Mon père produisait du riz.

« Je fais du maïs sur maïs, je n'ai pas le choix ».  Le sol est de type alluvionnaire, pauvre et composé de graviers plus ou moins grossiers. Mais ce qui pose problème, c'est la couche d'argile qui se trouve à 25-30 cm de profondeur. Les nombreux pivots d'irrigation couvrant jusqu'à 60 ha par pivot et alimentés par un barrage proche témoignent de la faible pluviométrie : 400 mm par an à Elvas. Les rares précipitations sont très irrégulières (à partir d'octobre jusqu'en mars) et souvent très importantes (plus de 30 mm par évènement pluvieux). L'eau se trouve donc bloquée assez rapidement par cette couche imperméable. « Ici, mon père produisait du riz.

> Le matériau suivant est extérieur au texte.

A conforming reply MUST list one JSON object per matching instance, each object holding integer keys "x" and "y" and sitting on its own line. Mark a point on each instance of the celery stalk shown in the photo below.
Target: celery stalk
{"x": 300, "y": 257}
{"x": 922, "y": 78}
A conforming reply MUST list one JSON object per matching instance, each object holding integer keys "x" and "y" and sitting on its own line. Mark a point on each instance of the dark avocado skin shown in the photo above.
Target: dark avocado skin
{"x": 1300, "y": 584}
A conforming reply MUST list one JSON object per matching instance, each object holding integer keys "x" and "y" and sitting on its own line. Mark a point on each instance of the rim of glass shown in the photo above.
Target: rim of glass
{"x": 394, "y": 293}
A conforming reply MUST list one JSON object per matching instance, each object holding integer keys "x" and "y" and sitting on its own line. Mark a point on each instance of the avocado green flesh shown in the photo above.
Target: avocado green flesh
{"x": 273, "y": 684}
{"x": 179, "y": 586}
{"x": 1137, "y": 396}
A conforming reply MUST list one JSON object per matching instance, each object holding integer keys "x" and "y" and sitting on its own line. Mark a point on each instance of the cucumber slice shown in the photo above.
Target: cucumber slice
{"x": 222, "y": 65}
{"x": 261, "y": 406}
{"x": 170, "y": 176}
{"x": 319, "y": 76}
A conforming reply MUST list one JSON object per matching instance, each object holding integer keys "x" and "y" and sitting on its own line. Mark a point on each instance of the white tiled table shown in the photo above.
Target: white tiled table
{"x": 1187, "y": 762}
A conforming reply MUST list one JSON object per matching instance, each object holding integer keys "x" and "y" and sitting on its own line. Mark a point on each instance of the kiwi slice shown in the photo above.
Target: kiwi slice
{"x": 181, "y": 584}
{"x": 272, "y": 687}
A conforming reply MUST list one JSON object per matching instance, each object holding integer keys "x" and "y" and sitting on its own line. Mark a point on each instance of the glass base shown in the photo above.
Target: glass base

J'ai arrêté, car les consommateurs ne veulent que du Basmati. » 

Pour semer du maïs, la période favorable est estimée à deux trois jours. Il convient bien sûr d'attendre que le sol se ressuie, mais pas seulement. Il doit se réchauffer. Nous voici devant un décompacteur à dents droites, lui aussi bricolé, adapté par le salarié agricole, d'après les réflexions de l'agricultrice, « Il vient d'Ohaio. Lors d'une démonstration, j'avais emmené mon père. Ce dernier n'était pas descendu de la voiture qu'il s'est écrié : ça, c'est fait pour nous. » Grâce aux dents droites, tels des couteaux dans du beurre, la couche plastique et imperméable est ouverte en profondeur, sous la traction d'un 240 cv. L'eau s'évacue donc facilement ; l'air rentre, séchant, oxygénant et réchauffant les fissures ainsi créées. Le semoir repassera dans le passage exact de cet outil, à partir de mai, période à partir de laquelle les semis pourront en effet débuter.

 

Modifications sur le semoir John Deere.

Pourtant Maria Gabriela CRUZ ne désespère pas de trouver le semoir idéal pour ses terres. De retour au bureau, elle nous montre une photo d'un autre semoir. « C'est ce système qu'il me faudrait, d'un point de vue agronomique. Il y a tout ». Economiquement, cela permettrait en effet d'économiser un passage, coûteux en carburant. Le "tout en un" lui pose quand même un problème, la terre ne sera pas réchauffée avant... Retour à la case départ. « Cette année, je ferais du maïs OGM. J'ai lu que les distances de 200 mètres, dans une étude de Sciences et Vie, étaient une bonne garantie. Les rendements seront nettement meilleurs, je m'en sortirais mieux.»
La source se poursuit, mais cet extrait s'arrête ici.